RISING SEAS 5: Gov. Martin O’Malley warned in December that rising sea levels over the next century would threaten “400 miles of roadways,” when he signed an executive order making protection of billions of dollars in state infrastructure a priority. That’s not the half of it. A CNS analysis shows the total impact, factoring in county-maintained roads, could be much worse, Karl Hille and Sydney Paul of CNS write in this 5th and final segment in a series in MarylandReporter.com.
EXEMPT ARUNDEL FROM STORMWATER PLAN: Del. Steve Schuh, a Republican candidate for Anne Arundel County executive, and state Sen. Bryan Simonaire have drafted a bill that would remove Anne Arundel County from a list of 10 Maryland jurisdictions included in a state funding requirement for stormwater remediation. They plan to file the bill for consideration in the next General Assembly session, reports Allison Bourg for the Capital-Gazette.

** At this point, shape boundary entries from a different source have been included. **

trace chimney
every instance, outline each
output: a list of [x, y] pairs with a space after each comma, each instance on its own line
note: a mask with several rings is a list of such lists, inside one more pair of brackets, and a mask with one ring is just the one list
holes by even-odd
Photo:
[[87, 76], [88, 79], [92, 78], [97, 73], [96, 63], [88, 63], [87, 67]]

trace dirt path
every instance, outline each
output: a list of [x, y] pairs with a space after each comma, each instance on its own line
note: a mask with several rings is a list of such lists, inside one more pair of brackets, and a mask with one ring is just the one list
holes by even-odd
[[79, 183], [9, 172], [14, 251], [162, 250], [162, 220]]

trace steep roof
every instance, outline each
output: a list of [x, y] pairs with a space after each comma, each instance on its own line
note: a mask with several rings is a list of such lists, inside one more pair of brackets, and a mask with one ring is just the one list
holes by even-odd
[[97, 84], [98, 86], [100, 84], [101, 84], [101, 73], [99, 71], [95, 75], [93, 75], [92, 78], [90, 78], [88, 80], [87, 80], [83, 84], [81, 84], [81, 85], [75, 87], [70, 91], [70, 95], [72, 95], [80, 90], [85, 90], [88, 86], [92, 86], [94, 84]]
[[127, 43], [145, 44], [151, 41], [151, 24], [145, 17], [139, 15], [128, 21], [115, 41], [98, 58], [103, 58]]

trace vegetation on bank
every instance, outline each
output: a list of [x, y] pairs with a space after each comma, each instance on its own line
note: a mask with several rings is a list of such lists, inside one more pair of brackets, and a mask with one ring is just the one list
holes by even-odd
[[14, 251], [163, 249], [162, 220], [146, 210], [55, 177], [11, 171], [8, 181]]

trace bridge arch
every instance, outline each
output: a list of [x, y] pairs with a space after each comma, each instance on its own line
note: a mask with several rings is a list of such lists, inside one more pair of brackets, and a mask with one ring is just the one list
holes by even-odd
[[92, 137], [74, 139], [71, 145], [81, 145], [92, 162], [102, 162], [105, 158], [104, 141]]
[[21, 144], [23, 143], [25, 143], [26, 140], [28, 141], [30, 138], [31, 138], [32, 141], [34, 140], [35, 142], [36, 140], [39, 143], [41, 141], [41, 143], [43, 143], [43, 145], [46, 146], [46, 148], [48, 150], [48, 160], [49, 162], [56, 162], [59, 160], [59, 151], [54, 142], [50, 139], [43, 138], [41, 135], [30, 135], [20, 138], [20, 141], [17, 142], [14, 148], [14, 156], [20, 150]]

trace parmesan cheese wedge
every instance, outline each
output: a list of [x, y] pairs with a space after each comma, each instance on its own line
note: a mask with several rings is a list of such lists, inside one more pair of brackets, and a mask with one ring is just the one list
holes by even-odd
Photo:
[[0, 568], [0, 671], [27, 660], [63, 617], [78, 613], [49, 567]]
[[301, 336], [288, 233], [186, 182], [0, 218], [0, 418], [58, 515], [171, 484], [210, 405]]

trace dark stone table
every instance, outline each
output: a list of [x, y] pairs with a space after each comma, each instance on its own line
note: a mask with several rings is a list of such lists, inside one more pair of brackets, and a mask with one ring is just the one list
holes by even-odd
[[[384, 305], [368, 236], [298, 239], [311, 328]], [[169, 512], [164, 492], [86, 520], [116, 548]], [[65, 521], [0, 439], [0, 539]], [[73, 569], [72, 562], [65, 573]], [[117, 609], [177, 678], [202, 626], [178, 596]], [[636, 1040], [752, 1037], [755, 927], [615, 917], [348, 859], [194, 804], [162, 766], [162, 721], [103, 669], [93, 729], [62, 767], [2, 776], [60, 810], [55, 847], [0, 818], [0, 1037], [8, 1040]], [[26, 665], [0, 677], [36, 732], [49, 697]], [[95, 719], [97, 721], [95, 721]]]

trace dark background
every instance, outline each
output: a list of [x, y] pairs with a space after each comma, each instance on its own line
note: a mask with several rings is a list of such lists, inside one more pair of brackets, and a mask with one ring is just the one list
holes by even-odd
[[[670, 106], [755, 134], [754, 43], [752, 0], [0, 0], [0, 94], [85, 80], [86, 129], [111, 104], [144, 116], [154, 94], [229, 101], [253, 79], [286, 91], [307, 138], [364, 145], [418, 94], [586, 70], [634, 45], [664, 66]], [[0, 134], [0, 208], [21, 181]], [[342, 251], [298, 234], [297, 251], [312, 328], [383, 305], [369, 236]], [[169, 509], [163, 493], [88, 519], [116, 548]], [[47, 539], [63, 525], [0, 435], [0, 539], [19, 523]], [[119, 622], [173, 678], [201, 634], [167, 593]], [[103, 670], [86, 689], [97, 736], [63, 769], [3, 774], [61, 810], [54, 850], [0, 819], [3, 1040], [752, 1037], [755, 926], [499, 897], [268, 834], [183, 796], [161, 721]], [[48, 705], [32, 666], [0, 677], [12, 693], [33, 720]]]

VOTER FRAUD: News that two Maryland women have been charged with voter fraud has reinvigorated Del. Kathy Afzali’s resolve to address voter fraud as a bigger problem than is thought, writes Bethany Rodgers in the Frederick News-Post. She also writes, in her Political Notes column, that GOP candidate David Vogt announced this week that Harold “Bud” Otis would work on his campaign in the 6th Congressional District. Otis spent more than a decade on staff with U.S. Rep. Roscoe Bartlett, the Republican who was voted out of office last year after 20 years representing the 6th.
ILLEGAL GUN PURCHASES: Maryland gun dealers released more than two dozen firearms to people barred from owning guns because of their criminal records — a consequence of the state’s inability to keep up with background checks, Erin Cox reports in the Sun.
PURPLE LINE ANNOUNCEMENT: Gov. Martin O’Malley and Lt. Gov. Anthony Brown on Monday are planning a “major announcement” about the Purple Line, an east-west light rail line that would connect New Carrollton in Prince George’s County to Bethesda in Montgomery County, reports Alexander Pyles for the Daily Record.
O’MALLEY PAC CONTRIBUTIONS: Gov. O’Malley’s federal political action committee accepted more than $73,000 in contributions during this year’s General Assembly session — donations that would have been unlawful if they had been directed to a state campaign, reports Michael Dresser for the Sun. Because the money was sent to a campaign account set up under federal law, the governor’s O’ Say Can You See PAC could accept the money.
MD GOP BLAST OBAMA ON VACATION: Diana Waterman, chairman of the Maryland Republican Party. wants to know why Camp David isn’t good enough for President Barack Obama, and is criticizing Obama’s upcoming vacation to Martha’s Vineyard, writes Allison Bourg in her Political Notes column for the Capital-Gazette.
MIZEUR’S LAST OFFICE: A year and a half from now, Del. Heather Mizeur will either be the first female governor of Maryland and the first openly gay candidate elected governor in the nation, or she’ll be growing organic herbs on the Eastern Shore. Or working on a novel. Or maybe both. But, writes Steve Hendrix for the Post, if she doesn’t prevail in her upstart run for governor, what she will not be anymore is a politician.
GANSLER CAMPAIGN: WYPR’s Joel McCord and Alexander Pyles of the Daily Record talk about how Attorney General Doug Gansler can use his office to present himself as an appealing gubernatorial candidate to voters.
PROPERTY TAXES: Baltimore City is looking for ways to ease the property tax burden on hundreds of homeowners who received unexpectedly high bills last month, officials said, as it reckons with past errors in a popular credit for historic renovations, Scott Calvert reports in the Sun.
OFFICE VACANCIES: Federal sequestration has driven down has begun eating into profits for some real estate investment trusts that have headquarters or heavy investments in the Maryland suburbs of Washington, D.C., writes Sonny Goldreich for the Gazette. Vacancy rates are up for office space.
MoCo, FREDERICK JOBS: Montgomery and Frederick counties continue to build their job base beyond pre-recession levels, Kevin James Shay reports in the Gazette. The counties added almost 6,000 jobs in June alone, according to the latest figures from the federal labor department. The counties’ combined employment level of 590,500 in June was more than 7,000 jobs higher than any previous June in the past two decades.
MoCo CHICKENS: Some residents are opposed to Montgomery County’s plan to relax zoning regulations, letting more people keep chickens in their backyards, Kate Alexander writes in the Gazette.